Sidymella rubrosignata is a species of crab spiders found in Australia. It is a common spider, often seen on Dianella plants.

Like all thomisid spiders, it does not make a web, but lies in wait for prey to appear nearby. Their prey is insects, or occasionally other small spiders.

== Description ==

Often these spiders are a well camouflaged green, making their presence difficult to discern on green leaves or flowers. Occasionally they may be yellow, light brown or reddish. Males are 4.5 mm long, females 8 mm. Males are slimmer and smaller.
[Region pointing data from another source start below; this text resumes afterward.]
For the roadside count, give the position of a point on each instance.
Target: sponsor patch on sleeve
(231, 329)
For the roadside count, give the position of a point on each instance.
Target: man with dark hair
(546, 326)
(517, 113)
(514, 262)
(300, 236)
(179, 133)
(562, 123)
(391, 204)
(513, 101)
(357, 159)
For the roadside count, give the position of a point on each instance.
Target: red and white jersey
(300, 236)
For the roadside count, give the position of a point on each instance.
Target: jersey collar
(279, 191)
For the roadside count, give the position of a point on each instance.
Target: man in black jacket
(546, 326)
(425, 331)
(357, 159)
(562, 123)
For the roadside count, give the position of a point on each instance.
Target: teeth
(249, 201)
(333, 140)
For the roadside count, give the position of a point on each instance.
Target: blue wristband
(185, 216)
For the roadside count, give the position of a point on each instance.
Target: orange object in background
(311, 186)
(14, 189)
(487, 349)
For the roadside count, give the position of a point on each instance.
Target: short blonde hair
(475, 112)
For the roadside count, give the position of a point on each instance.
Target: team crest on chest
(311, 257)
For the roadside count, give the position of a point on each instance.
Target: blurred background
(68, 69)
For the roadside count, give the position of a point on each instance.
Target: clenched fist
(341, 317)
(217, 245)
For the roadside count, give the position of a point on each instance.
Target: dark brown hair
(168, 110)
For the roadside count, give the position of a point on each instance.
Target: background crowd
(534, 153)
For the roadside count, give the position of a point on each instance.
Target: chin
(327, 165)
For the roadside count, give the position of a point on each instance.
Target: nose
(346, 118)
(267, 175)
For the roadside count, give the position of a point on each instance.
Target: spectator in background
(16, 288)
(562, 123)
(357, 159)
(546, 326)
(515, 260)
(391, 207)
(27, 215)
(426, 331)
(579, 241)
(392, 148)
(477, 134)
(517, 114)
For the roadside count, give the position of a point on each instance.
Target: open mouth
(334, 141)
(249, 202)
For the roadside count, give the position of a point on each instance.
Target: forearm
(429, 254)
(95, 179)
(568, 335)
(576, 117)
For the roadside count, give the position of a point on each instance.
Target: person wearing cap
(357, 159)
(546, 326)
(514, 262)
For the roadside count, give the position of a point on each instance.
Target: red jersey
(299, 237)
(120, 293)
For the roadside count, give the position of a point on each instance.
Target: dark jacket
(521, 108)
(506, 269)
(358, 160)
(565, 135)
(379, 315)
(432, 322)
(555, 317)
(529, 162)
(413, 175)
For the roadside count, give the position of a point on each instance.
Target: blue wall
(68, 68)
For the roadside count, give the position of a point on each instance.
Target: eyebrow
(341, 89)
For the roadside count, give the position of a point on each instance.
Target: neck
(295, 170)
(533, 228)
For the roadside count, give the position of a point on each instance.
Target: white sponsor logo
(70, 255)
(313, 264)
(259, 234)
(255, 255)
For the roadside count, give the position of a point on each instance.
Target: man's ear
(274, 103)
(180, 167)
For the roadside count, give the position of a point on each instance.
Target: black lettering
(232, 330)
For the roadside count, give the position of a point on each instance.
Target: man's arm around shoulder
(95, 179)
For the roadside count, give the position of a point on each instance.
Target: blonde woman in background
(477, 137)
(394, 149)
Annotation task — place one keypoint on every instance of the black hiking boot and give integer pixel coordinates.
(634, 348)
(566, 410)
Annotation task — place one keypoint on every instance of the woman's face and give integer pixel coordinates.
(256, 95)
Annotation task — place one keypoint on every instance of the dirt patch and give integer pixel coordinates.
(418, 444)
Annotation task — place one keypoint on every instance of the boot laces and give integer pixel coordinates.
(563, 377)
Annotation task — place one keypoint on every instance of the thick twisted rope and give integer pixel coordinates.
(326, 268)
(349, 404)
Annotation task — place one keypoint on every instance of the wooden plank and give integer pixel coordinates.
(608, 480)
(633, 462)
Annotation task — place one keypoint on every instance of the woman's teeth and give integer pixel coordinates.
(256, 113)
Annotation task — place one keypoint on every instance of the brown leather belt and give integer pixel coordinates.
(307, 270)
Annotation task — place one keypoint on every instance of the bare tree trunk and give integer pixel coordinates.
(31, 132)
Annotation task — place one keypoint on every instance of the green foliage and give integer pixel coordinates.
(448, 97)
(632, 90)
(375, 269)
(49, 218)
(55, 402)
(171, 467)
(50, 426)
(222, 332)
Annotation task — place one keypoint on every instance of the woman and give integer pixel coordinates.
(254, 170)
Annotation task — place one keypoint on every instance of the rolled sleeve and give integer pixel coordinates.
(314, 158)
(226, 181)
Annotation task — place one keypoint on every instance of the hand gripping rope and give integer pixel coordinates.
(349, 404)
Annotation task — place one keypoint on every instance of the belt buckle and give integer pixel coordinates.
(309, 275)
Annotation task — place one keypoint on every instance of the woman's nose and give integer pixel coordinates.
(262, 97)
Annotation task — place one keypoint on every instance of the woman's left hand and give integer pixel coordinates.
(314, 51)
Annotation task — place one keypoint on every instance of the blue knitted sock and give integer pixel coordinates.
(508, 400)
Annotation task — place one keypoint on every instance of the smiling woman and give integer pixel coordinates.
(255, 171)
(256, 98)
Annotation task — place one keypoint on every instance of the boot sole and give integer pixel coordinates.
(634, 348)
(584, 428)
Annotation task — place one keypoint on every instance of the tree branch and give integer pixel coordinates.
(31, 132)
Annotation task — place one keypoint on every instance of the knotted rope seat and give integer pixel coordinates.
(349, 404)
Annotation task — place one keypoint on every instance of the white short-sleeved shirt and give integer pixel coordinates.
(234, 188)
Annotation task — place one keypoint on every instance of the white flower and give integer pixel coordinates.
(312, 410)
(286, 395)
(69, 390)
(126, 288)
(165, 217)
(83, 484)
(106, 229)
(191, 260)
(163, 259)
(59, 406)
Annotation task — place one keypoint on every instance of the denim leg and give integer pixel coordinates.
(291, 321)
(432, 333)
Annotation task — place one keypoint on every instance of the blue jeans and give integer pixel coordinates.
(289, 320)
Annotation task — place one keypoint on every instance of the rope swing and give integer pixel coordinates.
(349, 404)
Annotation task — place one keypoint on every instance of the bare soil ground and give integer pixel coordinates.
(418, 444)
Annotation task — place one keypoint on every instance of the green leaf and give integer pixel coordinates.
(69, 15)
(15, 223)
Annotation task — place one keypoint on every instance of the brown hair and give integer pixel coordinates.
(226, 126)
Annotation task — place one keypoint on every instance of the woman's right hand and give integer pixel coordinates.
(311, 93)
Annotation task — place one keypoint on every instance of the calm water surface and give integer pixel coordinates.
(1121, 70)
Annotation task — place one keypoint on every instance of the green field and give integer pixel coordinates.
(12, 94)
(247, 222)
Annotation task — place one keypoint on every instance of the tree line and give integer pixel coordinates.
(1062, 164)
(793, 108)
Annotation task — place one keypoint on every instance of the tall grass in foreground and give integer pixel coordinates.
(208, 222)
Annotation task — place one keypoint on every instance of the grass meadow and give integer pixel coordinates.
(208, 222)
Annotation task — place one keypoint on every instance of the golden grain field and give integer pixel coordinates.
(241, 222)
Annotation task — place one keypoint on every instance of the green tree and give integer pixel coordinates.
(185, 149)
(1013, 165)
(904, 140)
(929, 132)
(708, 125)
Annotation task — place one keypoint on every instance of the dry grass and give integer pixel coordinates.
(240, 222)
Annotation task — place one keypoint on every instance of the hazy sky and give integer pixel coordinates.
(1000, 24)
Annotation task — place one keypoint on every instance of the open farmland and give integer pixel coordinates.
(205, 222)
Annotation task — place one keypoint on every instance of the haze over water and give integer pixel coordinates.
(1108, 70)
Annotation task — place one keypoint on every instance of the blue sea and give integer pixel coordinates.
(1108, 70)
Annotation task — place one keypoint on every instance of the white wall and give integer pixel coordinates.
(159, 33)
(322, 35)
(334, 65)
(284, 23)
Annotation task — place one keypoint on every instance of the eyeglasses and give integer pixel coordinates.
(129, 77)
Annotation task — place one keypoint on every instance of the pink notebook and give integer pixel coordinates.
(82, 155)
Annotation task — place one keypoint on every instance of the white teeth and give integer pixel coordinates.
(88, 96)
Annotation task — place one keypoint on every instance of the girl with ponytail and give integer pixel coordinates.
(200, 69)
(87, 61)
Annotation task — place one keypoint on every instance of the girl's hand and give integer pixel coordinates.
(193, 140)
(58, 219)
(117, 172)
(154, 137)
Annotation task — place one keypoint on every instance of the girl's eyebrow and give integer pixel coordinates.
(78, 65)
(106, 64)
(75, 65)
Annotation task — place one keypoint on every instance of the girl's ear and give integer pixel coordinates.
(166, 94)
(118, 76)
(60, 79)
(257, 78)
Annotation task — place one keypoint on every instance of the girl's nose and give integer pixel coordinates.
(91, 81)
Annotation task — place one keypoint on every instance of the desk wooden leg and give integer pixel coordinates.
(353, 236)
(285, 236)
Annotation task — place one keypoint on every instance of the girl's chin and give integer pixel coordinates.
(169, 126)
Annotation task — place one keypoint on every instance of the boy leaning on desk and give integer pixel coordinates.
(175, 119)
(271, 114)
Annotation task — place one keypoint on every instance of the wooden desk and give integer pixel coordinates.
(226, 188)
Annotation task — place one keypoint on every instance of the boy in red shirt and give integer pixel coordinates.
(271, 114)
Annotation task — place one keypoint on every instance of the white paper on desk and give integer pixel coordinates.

The front two pairs of legs are much longer than the other two pairs of legs. The abdomen is trapezium shaped, with a pair of dorsal humps, with a red patch on each of them. The cephalothorax is pear-shaped.

=== Egg sac ===

The egg sac is in a leaf, with the tip folded back to cover the eggs. The leaf edges are curled around by silk to provide protection. The eggs are 0.8 mm in diameter, nonsticky, and cream in colour. There are usually 20 to 35 eggs in each egg sac.

== Taxonomy ==
The species was first described by in 1874 by Ludwig Koch in the genus Stephanopis. It was later placed in the genus Sidyma by R. de Delmas in 1917; however, it was discovered that a genus of moths had already been called Sidyma, so in 1942, Strand provided the replacement name Sidymella.